When your abstract was clearly generated by an LLM and not curated to at least make it sound human, it does not make me want to read your paper.

numeri•13m ago
especially because this is the most painfully glaring flaw in their plan. Their solution is for an inference provider to... store the KV cache (which they can compute!) on-premise, on their own disks, but pay some third party for it?
TuringNYC•34m ago
Seems Cloudflare is now doing this for scraping, so makes sense to continue down the pipeline!
refulgentis•33m ago
This paper doesn't make any sense - for background, I've maintained an AI client that's cross-platform, cross-provider, and integrates llama.cpp since 2022. I don't know why they think "agents" don't share prefill work - paid providers cache on the prefill text, llama.cpp, same, and I specifically hooked up llama.cpp so it can do subsets as well. i.e. all the agents would reuse the cache

It reads like it started from an underspecification of "agents" x a strain of pop-wisdom about "KV cache" that I've seen enter mainstream discourse over the past 3 months that is Not Even Wrong, then, they solved a non-existent problem.

EDIT: based on the rest of comments either requesting a primer on terms, or, pointing out it makes errors in even more obvious ways, flagging.

christianqchung•25m ago
I don't think Luoyuan Zhang is necessarily doing this, but I'm pretty sure lots of people are using arxiv as a glorified blog and hoping no one notices.
wren6991•19m ago
Prefix caching is already widely deployed by all providers, right? llama.cpp does it. vLLM does it. I'm sure everyone hosting LLMs for a living does it. This paper seems to focus entirely on prefixes (i.e. the prefilled content is rooted at 0). This is... nothing.

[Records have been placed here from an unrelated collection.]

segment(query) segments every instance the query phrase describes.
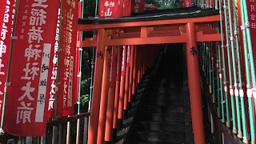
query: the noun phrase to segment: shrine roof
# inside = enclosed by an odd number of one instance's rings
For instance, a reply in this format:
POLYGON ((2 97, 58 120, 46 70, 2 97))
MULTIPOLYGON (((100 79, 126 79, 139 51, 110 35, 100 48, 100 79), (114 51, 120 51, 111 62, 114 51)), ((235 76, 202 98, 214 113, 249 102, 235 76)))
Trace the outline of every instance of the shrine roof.
POLYGON ((145 13, 132 14, 129 17, 122 17, 118 18, 78 18, 78 24, 107 24, 118 22, 132 22, 142 21, 156 21, 165 19, 180 19, 189 18, 206 17, 210 15, 219 14, 219 10, 214 8, 201 9, 197 6, 158 10, 146 11, 145 13))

The referenced CacheBlend paper (https://arxiv.org/pdf/2405.16444) which tries to stitch together multiple independent prefills looks more interesting and is new to me. The problem it's trying to solve is:

* KV projections for a given token at a given layer are a function of the residual at that layer,

* which is a function of the attention contribution of the previous layer,

* which is a (nonlinear) function of all earlier tokens' KV values at the previous layer.

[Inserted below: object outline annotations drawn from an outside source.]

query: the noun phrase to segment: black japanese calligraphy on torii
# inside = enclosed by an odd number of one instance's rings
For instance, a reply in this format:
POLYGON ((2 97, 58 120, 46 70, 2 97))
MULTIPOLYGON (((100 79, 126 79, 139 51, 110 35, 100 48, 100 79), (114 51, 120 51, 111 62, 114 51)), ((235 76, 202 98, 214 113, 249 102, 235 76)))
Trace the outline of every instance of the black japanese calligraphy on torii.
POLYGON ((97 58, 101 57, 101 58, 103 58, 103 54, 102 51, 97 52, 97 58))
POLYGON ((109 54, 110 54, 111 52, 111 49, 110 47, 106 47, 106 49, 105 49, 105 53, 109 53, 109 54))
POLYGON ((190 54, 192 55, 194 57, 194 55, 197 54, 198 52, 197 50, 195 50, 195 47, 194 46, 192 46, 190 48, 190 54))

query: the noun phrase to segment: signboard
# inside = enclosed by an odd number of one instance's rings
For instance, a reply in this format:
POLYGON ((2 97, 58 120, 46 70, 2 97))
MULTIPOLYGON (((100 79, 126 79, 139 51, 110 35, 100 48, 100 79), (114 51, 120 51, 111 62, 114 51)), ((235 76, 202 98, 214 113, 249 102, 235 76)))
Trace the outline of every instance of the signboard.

This is what stops you from just pasting KV blocks together. Intuitively it might feel like you could do the equivalent of an MPEG deblocking filter to fix up the edges, but there's no guarantee the tokens that need fixing up are at the beginning of the KV block, so they have to be sneaky about it.

Unfortunately while that paper is quite verbose it's lacking in detail in the most important part: how they perform the approximate KV recomputation. It looks like the rough idea is that they fully recompute the KV for the first layer, and use the deviation between the recompute and the original cached KV as a heuristic for how important it is to recompute the full KV values (i.e. all remaining layers) for that token. They use that to derive a mask for the tokens which most strongly attend to the earlier context, then do a sparse update of those tokens.

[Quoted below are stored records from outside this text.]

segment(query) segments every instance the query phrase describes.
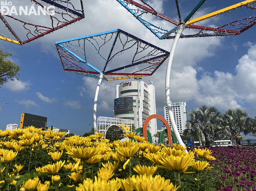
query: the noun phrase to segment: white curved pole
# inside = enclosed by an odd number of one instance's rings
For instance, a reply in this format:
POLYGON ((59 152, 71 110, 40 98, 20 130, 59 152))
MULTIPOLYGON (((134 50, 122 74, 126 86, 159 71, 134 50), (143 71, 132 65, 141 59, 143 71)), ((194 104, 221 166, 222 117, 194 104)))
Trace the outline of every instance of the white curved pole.
POLYGON ((94 133, 97 133, 97 119, 96 118, 96 111, 97 110, 97 101, 98 101, 98 96, 99 95, 99 91, 100 90, 100 86, 101 81, 103 78, 103 73, 101 73, 100 75, 100 78, 98 82, 98 85, 96 88, 95 92, 95 97, 94 97, 94 104, 93 105, 93 129, 94 133))
POLYGON ((174 52, 179 40, 180 35, 183 31, 183 30, 186 27, 186 25, 181 24, 178 26, 178 30, 176 36, 174 39, 174 41, 171 46, 171 49, 170 51, 170 55, 169 56, 168 60, 168 63, 167 64, 167 68, 166 69, 166 73, 165 76, 165 97, 166 98, 166 104, 167 105, 167 109, 168 110, 168 114, 170 118, 171 124, 173 130, 177 138, 178 142, 180 145, 183 145, 185 147, 186 146, 183 143, 182 140, 180 137, 180 133, 177 128, 177 126, 174 121, 174 117, 173 117, 173 113, 171 110, 171 99, 170 99, 170 79, 171 76, 171 64, 173 59, 173 55, 174 52))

What's still unclear is how this actually ends up being a performance win, given that the sparse update for each token still requires the exact KV for all the prior tokens in order to actually arrive at the correct value. It just kind of recurses the problem instead of fixing it. Maybe they just use the precomputed KV for the other tokens as input, and live with the approximation?

I think this is already somewhat pragmatically solved: just don't pull huge documents into context. Give the LLM tools to search them and retrieve the fragments that are actually relevant.

dannyw•4m ago
Yeah, I'm really not sure what the point of this paper is. Every non-toy environment does prefix caching.